Goal:
This article introduces the behavior of Hive outer join.Solution:
From Hive Outer Join Behavior, here are the definitions of Preserved Row table, Null Supplying table, During Join predicate and After Join predicate(Where predicate).Take a left outer join for example:
select t1.*,t2.name as name_t2 from t1 left outer join t2 on (t1.id=t2.id and t2.name='aa' ) where t1.name='a';Then
- Preserved Row table: t1.
- Null Supplying table: t2.
- During Join predicate: t2.name='aa'.
- After Join predicate(Where predicate): t1.name='a'.
- During Join predicates cannot be pushed past Preserved Row tables.
- After Join predicates cannot be pushed past Null Supplying tables.
To explorer the behaviors, let's create below 2 Hive tables with sample data:
create table t1 (id int, name string) ROW FORMAT DELIMITED FIELDS TERMINATED BY ","; create table t2 (id int, name string) ROW FORMAT DELIMITED FIELDS TERMINATED BY ",";Data for t1:
1,a 1,b 2,a 2,b 3,a 3,b 4,bData for t2:
1,aa 4,ddTo show a consistent plan using distributed join instead of map join, we disables hive.auto.convert.join in below tests.
set hive.auto.convert.join=false;
Case 1: Both tables have After Join predicates.
SQL:select t1.*,t2.name as name_t2
from t1 left outer join t2 on (t1.id=t2.id)
where t1.name='a' and t2.name='aa';
Result:1 a aaSQL plan:
STAGE PLANS:
Stage: Stage-1
Map Reduce
Map Operator Tree:
TableScan
alias: t1
Statistics: Num rows: 0 Data size: 28 Basic stats: PARTIAL Column stats: NONE
Filter Operator
predicate: (name = 'a') (type: boolean)
Statistics: Num rows: 0 Data size: 0 Basic stats: NONE Column stats: NONE
Reduce Output Operator
key expressions: id (type: int)
sort order: +
Map-reduce partition columns: id (type: int)

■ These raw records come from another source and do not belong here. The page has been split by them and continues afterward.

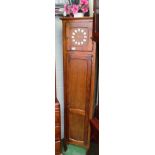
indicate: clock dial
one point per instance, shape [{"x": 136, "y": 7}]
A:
[{"x": 79, "y": 36}]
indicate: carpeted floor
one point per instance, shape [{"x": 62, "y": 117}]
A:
[{"x": 74, "y": 150}]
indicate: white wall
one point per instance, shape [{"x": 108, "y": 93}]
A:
[{"x": 59, "y": 69}]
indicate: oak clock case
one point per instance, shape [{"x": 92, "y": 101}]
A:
[{"x": 79, "y": 78}]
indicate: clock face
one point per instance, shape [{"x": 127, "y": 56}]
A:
[{"x": 79, "y": 36}]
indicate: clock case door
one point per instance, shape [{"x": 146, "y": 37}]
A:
[
  {"x": 78, "y": 97},
  {"x": 79, "y": 36}
]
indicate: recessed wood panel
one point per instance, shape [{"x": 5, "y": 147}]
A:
[{"x": 78, "y": 94}]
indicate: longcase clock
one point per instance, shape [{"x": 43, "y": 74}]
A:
[{"x": 79, "y": 78}]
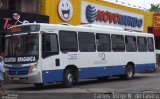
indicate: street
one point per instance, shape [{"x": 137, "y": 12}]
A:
[{"x": 142, "y": 83}]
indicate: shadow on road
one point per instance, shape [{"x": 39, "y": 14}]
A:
[{"x": 86, "y": 82}]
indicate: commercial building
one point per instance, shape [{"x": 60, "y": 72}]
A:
[{"x": 77, "y": 12}]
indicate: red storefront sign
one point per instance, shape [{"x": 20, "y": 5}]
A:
[{"x": 156, "y": 24}]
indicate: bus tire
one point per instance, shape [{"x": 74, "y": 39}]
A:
[
  {"x": 129, "y": 72},
  {"x": 68, "y": 78}
]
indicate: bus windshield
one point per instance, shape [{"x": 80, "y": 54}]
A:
[{"x": 22, "y": 45}]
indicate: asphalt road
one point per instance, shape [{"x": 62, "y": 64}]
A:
[{"x": 89, "y": 89}]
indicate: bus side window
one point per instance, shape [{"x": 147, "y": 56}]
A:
[
  {"x": 86, "y": 42},
  {"x": 150, "y": 44},
  {"x": 118, "y": 43},
  {"x": 131, "y": 45},
  {"x": 142, "y": 44},
  {"x": 68, "y": 41},
  {"x": 103, "y": 42},
  {"x": 49, "y": 45}
]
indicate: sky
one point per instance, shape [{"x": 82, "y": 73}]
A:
[{"x": 139, "y": 3}]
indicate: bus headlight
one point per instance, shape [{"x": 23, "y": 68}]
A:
[{"x": 32, "y": 68}]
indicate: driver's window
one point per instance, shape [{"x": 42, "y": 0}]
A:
[{"x": 49, "y": 45}]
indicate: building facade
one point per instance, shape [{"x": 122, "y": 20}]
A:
[
  {"x": 96, "y": 12},
  {"x": 75, "y": 12}
]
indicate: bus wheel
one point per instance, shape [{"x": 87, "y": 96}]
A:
[
  {"x": 39, "y": 85},
  {"x": 129, "y": 73},
  {"x": 68, "y": 78}
]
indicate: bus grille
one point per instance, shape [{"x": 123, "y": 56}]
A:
[{"x": 18, "y": 70}]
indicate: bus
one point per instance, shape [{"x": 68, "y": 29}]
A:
[{"x": 39, "y": 54}]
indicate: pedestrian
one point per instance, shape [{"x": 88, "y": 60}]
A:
[{"x": 2, "y": 73}]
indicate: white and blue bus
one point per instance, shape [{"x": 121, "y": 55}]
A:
[{"x": 46, "y": 53}]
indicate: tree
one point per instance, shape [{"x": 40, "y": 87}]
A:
[{"x": 155, "y": 8}]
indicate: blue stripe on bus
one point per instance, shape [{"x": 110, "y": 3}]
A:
[
  {"x": 92, "y": 72},
  {"x": 140, "y": 68}
]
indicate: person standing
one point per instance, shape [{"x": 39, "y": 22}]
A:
[{"x": 2, "y": 72}]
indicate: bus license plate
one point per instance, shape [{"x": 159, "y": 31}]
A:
[{"x": 16, "y": 78}]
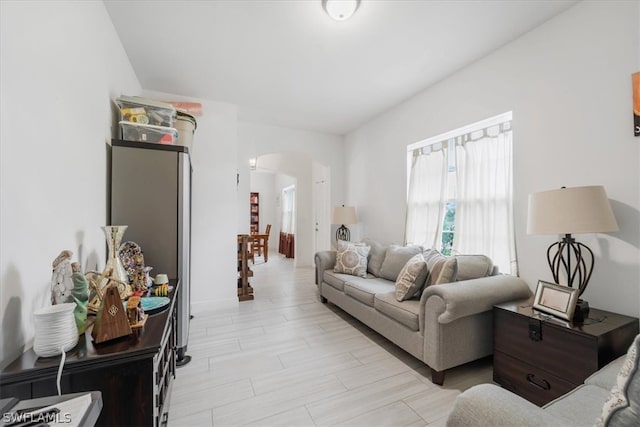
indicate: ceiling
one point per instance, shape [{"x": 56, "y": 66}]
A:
[{"x": 286, "y": 63}]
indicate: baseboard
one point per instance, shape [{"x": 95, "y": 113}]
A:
[{"x": 206, "y": 306}]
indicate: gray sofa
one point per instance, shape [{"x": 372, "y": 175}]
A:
[
  {"x": 609, "y": 397},
  {"x": 449, "y": 325}
]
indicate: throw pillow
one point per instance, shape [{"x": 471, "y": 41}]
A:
[
  {"x": 351, "y": 258},
  {"x": 395, "y": 259},
  {"x": 441, "y": 269},
  {"x": 411, "y": 278},
  {"x": 622, "y": 407},
  {"x": 376, "y": 256}
]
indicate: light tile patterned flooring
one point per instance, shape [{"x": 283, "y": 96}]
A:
[{"x": 285, "y": 359}]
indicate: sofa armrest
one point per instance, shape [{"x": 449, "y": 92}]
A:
[
  {"x": 475, "y": 296},
  {"x": 324, "y": 260},
  {"x": 490, "y": 405}
]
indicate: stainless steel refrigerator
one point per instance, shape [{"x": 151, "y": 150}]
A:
[{"x": 151, "y": 193}]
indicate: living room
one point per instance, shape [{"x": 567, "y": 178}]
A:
[{"x": 567, "y": 82}]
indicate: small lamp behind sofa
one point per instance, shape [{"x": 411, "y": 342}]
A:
[{"x": 343, "y": 215}]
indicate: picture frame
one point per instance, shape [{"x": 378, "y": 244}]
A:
[{"x": 557, "y": 300}]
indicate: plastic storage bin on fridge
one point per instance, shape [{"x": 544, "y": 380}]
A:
[
  {"x": 148, "y": 133},
  {"x": 186, "y": 125},
  {"x": 146, "y": 111}
]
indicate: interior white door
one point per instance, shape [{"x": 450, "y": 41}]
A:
[{"x": 322, "y": 208}]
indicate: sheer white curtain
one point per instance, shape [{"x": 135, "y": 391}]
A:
[
  {"x": 426, "y": 195},
  {"x": 484, "y": 217},
  {"x": 288, "y": 210}
]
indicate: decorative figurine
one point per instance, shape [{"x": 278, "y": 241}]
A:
[
  {"x": 79, "y": 295},
  {"x": 61, "y": 282}
]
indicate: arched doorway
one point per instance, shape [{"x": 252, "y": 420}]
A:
[{"x": 275, "y": 171}]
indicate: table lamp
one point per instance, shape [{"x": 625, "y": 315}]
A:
[
  {"x": 343, "y": 215},
  {"x": 568, "y": 211}
]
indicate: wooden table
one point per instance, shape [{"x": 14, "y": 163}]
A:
[
  {"x": 262, "y": 240},
  {"x": 541, "y": 358}
]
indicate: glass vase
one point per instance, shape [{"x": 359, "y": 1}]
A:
[{"x": 114, "y": 234}]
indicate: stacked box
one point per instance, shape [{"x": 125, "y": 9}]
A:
[
  {"x": 148, "y": 133},
  {"x": 186, "y": 125},
  {"x": 146, "y": 120}
]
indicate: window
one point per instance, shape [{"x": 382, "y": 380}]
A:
[
  {"x": 288, "y": 209},
  {"x": 459, "y": 192}
]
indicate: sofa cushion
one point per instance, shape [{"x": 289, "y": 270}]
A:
[
  {"x": 441, "y": 269},
  {"x": 580, "y": 407},
  {"x": 351, "y": 258},
  {"x": 376, "y": 256},
  {"x": 394, "y": 260},
  {"x": 364, "y": 290},
  {"x": 622, "y": 406},
  {"x": 411, "y": 278},
  {"x": 473, "y": 267},
  {"x": 336, "y": 280},
  {"x": 405, "y": 312}
]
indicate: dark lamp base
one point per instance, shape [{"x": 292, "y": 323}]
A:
[{"x": 581, "y": 312}]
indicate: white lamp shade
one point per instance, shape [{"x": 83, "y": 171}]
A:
[
  {"x": 570, "y": 211},
  {"x": 344, "y": 215},
  {"x": 340, "y": 10}
]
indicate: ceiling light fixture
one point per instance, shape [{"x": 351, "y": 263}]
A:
[{"x": 340, "y": 10}]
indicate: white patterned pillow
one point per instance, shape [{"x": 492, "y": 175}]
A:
[
  {"x": 622, "y": 407},
  {"x": 351, "y": 258},
  {"x": 411, "y": 278}
]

Statistics: Num rows: 0 Data size: 0 Basic stats: NONE Column stats: NONE
value expressions: id (type: int), name (type: string)
TableScan
alias: t2
Statistics: Num rows: 0 Data size: 10 Basic stats: PARTIAL Column stats: NONE
Reduce Output Operator
key expressions: id (type: int)
sort order: +
Map-reduce partition columns: id (type: int)
Statistics: Num rows: 0 Data size: 10 Basic stats: PARTIAL Column stats: NONE
value expressions: name (type: string)
Reduce Operator Tree:
Join Operator
condition map:
Left Outer Join0 to 1
condition expressions:
0 {VALUE._col0} {VALUE._col1}
1 {VALUE._col1}
outputColumnNames: _col0, _col1, _col5
Statistics: Num rows: 0 Data size: 0 Basic stats: NONE Column stats: NONE
Filter Operator
predicate: (_col5 = 'aa') (type: boolean)

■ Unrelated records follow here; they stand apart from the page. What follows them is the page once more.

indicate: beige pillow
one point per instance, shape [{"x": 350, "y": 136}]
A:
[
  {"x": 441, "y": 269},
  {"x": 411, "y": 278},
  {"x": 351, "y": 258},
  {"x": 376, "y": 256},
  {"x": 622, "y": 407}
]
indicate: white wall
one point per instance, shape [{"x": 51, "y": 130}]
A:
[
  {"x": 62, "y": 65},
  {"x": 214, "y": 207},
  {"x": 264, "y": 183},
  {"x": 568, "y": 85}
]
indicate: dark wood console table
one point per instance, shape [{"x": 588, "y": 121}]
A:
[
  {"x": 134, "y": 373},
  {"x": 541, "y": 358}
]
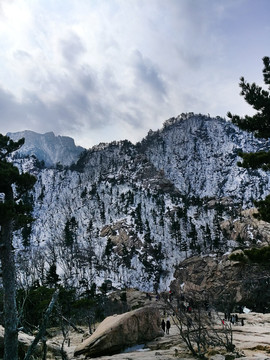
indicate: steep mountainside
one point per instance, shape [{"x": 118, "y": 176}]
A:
[
  {"x": 47, "y": 147},
  {"x": 131, "y": 213}
]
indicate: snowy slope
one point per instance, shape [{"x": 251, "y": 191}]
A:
[{"x": 131, "y": 213}]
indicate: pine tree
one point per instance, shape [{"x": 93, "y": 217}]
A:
[
  {"x": 259, "y": 124},
  {"x": 14, "y": 214}
]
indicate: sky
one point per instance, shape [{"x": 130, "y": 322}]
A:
[{"x": 105, "y": 70}]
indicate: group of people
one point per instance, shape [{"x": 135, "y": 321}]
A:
[
  {"x": 233, "y": 319},
  {"x": 166, "y": 325}
]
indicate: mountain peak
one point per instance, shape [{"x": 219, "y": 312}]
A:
[{"x": 48, "y": 147}]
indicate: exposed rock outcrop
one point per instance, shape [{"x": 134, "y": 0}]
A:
[
  {"x": 247, "y": 230},
  {"x": 120, "y": 331},
  {"x": 223, "y": 280}
]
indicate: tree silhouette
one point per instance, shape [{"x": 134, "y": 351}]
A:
[
  {"x": 15, "y": 212},
  {"x": 259, "y": 124}
]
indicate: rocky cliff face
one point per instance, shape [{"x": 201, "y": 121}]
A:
[
  {"x": 224, "y": 281},
  {"x": 47, "y": 147},
  {"x": 132, "y": 213}
]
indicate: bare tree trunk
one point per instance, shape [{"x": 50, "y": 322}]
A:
[
  {"x": 43, "y": 326},
  {"x": 9, "y": 285}
]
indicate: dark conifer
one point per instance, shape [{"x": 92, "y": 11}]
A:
[
  {"x": 259, "y": 124},
  {"x": 14, "y": 214}
]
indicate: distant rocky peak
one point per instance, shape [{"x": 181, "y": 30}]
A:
[{"x": 48, "y": 148}]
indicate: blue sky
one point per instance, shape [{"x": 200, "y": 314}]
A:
[{"x": 104, "y": 70}]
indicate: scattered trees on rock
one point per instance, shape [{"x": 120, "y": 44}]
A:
[
  {"x": 15, "y": 212},
  {"x": 259, "y": 124},
  {"x": 200, "y": 326}
]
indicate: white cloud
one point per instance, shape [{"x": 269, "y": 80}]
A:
[{"x": 105, "y": 70}]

Statistics: Num rows: 0 Data size: 0 Basic stats: NONE Column stats: NONE
Select Operator
expressions: _col0 (type: int), _col1 (type: string), _col5 (type: string)

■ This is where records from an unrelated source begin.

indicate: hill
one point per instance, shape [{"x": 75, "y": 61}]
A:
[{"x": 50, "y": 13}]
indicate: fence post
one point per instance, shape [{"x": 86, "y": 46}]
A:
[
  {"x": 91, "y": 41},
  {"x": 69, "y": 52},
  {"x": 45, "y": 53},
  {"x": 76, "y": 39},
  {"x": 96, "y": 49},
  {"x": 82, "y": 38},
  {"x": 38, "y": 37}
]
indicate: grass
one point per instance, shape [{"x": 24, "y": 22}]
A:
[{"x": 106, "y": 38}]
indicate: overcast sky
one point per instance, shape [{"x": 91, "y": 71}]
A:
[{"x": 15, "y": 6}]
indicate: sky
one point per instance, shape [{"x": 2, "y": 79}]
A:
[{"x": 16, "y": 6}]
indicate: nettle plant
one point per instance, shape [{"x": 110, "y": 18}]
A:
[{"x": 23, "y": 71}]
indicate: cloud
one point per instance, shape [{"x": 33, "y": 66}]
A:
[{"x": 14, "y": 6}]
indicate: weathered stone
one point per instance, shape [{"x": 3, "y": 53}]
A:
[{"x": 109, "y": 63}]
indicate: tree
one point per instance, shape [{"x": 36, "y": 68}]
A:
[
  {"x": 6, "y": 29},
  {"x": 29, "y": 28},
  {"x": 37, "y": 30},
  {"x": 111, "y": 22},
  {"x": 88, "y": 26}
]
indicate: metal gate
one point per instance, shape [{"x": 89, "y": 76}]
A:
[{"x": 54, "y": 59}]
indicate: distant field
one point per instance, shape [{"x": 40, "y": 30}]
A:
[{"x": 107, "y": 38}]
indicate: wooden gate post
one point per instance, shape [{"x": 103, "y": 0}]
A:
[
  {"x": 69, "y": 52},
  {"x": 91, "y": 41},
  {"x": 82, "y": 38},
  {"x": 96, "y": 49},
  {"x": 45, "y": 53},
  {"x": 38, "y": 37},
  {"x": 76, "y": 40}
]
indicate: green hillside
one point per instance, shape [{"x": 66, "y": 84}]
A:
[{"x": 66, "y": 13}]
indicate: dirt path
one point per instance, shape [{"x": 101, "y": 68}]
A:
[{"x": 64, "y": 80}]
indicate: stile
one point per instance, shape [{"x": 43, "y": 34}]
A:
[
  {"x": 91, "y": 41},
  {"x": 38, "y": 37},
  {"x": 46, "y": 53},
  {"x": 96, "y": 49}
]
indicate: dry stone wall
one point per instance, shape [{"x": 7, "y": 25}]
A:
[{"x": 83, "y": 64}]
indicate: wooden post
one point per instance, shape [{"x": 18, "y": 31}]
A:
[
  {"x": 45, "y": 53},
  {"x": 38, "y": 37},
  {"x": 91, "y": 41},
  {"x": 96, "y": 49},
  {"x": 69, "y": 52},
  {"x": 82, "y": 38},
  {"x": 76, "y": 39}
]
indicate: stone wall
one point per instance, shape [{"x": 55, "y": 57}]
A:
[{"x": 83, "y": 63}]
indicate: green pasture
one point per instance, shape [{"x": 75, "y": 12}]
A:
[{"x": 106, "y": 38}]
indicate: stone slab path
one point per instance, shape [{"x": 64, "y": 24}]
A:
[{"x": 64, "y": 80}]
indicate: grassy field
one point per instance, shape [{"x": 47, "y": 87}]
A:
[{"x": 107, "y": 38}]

outputColumnNames: _col0, _col1, _col2
Statistics: Num rows: 0 Data size: 0 Basic stats: NONE Column stats: NONE
File Output Operator
compressed: false
Statistics: Num rows: 0 Data size: 0 Basic stats: NONE Column stats: NONE
table:
input format: org.apache.hadoop.mapred.TextInputFormat
output format: org.apache.hadoop.hive.ql.io.HiveIgnoreKeyTextOutputFormat
serde: org.apache.hadoop.hive.serde2.lazy.LazySimpleSerDe
Stage: Stage-0
Fetch Operator
limit: -1
Only After Join Predicate of Preserved Row table "t1" is pushed before the join.After Join Predicate of Null Supplying table "t2" is executed as a filter on the output of the join.
The logic is:
( (t1 where t1.name='a') left outer join t2 ) where t2.name='aa'
Case 2: Null Supplying table has During Join predicate, Preserved Row table has After Join predicate
SQL:select t1.*,t2.name as name_t2 from t1 left outer join t2 on (t1.id=t2.id and t2.name='aa' ) where t1.name='a';Result:
1 a aa 2 a NULL 3 a NULLSQL Plan:
STAGE PLANS:
Stage: Stage-1
Map Reduce
Map Operator Tree:
TableScan
alias: t1
Statistics: Num rows: 0 Data size: 28 Basic stats: PARTIAL Column stats: NONE
Filter Operator
predicate: (name = 'a') (type: boolean)
Statistics: Num rows: 0 Data size: 0 Basic stats: NONE Column stats: NONE
Reduce Output Operator
key expressions: id (type: int)
sort order: +
Map-reduce partition columns: id (type: int)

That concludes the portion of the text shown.